Louvre is no longer able to run all existing VMs.
A third hypervisor has to be added to our infrastructure in order to continue to operate smoothly when one of them is out of service.
Description
Description
Status | Assigned | Task | ||
---|---|---|---|---|
Migrated | gitlab-migration | T1173 Huge slowdowns on louvre since 2018-08-20 | ||
Migrated | gitlab-migration | T1392 Add a new hypervisor | ||
Migrated | gitlab-migration | T1503 Rename hypervisor3 to a museum name |
Event Timeline
Comment Actions
New hypervisor hardware has been racked in our bay at Rocquencourt.
The machine's iDrac management interface is accessible on the management network, under the name swh7-adm.inria.fr (details on the wiki).
Comment Actions
I've reinstalled the machine following these steps:
- Debian installed on the machine with the plain debian installer (no bonding support => no network)
- network configured with iproute2 (with the bond + vlan stack)
- https://baturin.org/docs/iproute2/ was quite useful
- install facter from stretch backports, install puppet from stretch
- /etc/facter/facts.d seeded
- puppet run
- install ifenslave, bridge-utils and vlan to get the proper /etc/network/interfaces scripts
- write proper /etc/network/interfaces with inspiration from louvre
- reboot and hope the network comes up. rinse, repeat.

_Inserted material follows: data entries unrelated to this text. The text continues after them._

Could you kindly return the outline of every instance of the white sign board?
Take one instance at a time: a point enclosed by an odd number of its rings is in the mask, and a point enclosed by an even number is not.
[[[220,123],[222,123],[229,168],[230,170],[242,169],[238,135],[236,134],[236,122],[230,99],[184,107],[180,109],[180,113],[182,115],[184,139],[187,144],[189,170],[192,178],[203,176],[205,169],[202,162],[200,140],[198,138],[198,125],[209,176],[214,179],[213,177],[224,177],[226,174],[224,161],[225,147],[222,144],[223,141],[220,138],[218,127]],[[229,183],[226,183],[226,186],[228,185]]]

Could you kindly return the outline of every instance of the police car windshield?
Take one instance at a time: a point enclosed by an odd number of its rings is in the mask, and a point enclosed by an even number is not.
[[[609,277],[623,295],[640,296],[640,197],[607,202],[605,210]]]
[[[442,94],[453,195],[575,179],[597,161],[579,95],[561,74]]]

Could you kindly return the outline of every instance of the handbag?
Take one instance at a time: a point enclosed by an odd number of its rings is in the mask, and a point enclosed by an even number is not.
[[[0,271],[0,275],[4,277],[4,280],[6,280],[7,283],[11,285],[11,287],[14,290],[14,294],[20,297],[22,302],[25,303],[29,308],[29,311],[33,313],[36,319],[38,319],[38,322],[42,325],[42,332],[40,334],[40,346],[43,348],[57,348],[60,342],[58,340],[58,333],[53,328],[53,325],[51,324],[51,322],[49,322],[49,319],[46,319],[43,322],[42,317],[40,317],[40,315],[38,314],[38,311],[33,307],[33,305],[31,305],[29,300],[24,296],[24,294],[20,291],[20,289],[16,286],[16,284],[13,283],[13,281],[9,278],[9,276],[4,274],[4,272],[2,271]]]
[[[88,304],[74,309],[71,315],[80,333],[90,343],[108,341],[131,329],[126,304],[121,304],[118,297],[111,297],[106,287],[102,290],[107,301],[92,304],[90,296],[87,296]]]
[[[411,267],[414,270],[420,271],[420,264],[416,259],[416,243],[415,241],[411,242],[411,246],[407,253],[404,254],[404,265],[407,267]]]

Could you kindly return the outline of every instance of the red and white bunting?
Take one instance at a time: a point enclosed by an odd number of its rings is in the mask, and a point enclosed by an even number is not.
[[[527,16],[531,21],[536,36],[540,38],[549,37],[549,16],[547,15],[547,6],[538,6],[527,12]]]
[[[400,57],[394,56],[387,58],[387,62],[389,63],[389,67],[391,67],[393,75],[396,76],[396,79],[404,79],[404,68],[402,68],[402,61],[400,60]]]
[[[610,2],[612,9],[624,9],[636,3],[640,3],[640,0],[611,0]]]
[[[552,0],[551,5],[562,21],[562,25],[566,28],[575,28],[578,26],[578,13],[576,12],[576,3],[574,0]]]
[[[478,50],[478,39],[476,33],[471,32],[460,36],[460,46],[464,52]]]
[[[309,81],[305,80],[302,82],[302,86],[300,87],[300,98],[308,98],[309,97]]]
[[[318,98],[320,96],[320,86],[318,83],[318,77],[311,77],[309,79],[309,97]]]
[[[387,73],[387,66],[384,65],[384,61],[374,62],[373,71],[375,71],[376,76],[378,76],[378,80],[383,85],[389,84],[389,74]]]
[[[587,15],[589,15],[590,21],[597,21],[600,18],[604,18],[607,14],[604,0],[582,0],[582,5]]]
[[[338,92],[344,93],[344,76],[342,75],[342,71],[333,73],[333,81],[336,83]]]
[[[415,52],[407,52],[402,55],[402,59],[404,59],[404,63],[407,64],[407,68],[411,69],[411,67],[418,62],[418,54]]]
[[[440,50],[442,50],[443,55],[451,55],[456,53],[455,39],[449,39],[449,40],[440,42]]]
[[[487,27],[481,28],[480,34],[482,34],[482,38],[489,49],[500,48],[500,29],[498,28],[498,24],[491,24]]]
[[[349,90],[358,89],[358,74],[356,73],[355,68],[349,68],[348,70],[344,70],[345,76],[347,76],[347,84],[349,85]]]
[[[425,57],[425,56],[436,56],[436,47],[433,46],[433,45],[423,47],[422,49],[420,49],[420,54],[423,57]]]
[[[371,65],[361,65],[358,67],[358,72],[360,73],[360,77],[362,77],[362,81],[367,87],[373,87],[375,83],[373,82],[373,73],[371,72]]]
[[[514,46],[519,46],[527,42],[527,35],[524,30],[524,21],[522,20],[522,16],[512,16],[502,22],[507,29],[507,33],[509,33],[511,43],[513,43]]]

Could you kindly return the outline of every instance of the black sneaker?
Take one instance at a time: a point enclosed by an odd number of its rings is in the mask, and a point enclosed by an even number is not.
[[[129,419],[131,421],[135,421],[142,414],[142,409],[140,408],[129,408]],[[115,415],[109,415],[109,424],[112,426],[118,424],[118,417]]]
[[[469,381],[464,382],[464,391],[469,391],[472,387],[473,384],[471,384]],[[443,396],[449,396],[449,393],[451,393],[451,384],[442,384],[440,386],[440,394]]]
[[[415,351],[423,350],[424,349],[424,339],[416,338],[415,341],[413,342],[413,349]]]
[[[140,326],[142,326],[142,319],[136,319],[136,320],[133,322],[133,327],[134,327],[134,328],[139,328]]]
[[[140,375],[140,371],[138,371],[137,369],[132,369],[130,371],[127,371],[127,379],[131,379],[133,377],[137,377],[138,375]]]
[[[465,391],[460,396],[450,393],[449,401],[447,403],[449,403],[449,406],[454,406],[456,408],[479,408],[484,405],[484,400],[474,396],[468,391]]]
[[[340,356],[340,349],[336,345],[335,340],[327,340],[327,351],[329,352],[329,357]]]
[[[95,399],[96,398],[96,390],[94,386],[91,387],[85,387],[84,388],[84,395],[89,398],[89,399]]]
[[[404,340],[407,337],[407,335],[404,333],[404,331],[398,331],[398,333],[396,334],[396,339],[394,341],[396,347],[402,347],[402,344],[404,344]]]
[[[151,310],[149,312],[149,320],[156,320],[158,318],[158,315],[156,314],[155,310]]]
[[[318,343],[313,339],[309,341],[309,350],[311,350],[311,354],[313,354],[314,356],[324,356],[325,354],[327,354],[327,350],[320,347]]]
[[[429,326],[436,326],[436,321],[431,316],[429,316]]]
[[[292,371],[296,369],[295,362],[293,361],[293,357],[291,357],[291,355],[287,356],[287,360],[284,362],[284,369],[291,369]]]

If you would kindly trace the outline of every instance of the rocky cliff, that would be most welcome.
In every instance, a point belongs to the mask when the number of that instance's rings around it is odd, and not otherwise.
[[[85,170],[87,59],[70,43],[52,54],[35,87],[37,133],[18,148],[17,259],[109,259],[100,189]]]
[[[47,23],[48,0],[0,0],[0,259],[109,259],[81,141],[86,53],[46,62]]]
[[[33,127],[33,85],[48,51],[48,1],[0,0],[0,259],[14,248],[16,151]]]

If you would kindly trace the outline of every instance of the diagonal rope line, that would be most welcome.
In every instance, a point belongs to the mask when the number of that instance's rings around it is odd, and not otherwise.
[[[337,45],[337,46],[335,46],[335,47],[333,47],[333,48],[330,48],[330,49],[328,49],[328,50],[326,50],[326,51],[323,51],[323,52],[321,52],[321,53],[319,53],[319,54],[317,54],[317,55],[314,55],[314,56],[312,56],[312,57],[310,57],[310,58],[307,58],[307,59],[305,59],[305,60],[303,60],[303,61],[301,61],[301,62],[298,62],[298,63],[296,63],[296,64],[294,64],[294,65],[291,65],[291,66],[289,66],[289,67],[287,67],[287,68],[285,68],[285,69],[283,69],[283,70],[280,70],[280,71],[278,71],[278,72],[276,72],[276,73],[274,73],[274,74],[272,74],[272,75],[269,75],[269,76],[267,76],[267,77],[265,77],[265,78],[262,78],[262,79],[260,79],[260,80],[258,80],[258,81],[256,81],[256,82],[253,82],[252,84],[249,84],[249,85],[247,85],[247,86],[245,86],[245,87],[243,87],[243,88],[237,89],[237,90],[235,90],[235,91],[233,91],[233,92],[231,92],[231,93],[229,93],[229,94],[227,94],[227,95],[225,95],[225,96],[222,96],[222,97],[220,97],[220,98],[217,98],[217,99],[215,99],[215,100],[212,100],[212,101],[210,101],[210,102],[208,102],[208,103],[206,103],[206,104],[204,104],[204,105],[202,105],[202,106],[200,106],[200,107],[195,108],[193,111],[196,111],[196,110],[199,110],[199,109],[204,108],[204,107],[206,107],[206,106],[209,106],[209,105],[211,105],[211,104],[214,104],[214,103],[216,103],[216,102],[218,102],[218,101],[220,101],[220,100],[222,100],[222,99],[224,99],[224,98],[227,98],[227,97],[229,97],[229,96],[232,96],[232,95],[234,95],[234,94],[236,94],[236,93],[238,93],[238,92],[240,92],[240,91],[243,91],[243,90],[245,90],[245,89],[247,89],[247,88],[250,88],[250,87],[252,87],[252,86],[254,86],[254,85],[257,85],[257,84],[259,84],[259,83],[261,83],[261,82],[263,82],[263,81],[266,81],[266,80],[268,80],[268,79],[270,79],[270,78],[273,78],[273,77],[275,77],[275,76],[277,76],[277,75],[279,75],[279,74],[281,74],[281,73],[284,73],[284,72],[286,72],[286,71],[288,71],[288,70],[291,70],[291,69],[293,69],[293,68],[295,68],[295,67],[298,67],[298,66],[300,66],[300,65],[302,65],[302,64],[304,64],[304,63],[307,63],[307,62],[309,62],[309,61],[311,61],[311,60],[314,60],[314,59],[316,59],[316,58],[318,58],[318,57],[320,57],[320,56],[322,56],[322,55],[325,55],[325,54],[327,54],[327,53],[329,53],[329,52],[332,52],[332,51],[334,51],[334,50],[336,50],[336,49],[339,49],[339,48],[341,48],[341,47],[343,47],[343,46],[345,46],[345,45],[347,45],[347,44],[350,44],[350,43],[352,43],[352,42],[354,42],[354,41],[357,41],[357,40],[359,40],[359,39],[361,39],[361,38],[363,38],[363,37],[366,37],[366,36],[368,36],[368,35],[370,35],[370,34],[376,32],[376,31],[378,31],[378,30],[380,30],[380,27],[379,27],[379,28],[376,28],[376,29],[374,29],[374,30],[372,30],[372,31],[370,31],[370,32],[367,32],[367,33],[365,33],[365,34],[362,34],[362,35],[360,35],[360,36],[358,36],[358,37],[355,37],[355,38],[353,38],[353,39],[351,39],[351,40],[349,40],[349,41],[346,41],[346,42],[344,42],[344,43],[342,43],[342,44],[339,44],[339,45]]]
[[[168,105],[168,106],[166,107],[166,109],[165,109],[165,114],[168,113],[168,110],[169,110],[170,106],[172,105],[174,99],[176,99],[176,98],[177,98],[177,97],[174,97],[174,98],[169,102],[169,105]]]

- setup proxmox as advised in https://pve.proxmox.com/wiki/Install_Proxmox_VE_on_Debian_Stretch
- reboot on the proxmox kernel
- Update /etc/pve/corosync.conf with the new host on one of the existing hypervisors
- add node to nodelist with a new nodeid
- add unicast ip address to ring0 in the totem section
- increment config version number in the totem section
- restart pve-cluster on existing nodes to take the new corosync config into account
- follow https://pve.proxmox.com/wiki/Cluster_Manager#pvecm_join_node_to_cluster
- pvecm add 192.168.100.1
- type root password for louvre
- see the host appear in the proxmox cluster
- reboot one last time for good measure (and to see whether everything starts ok on boot)
Comment Actions
The new hypervisor has been working without any particular issue since its installation.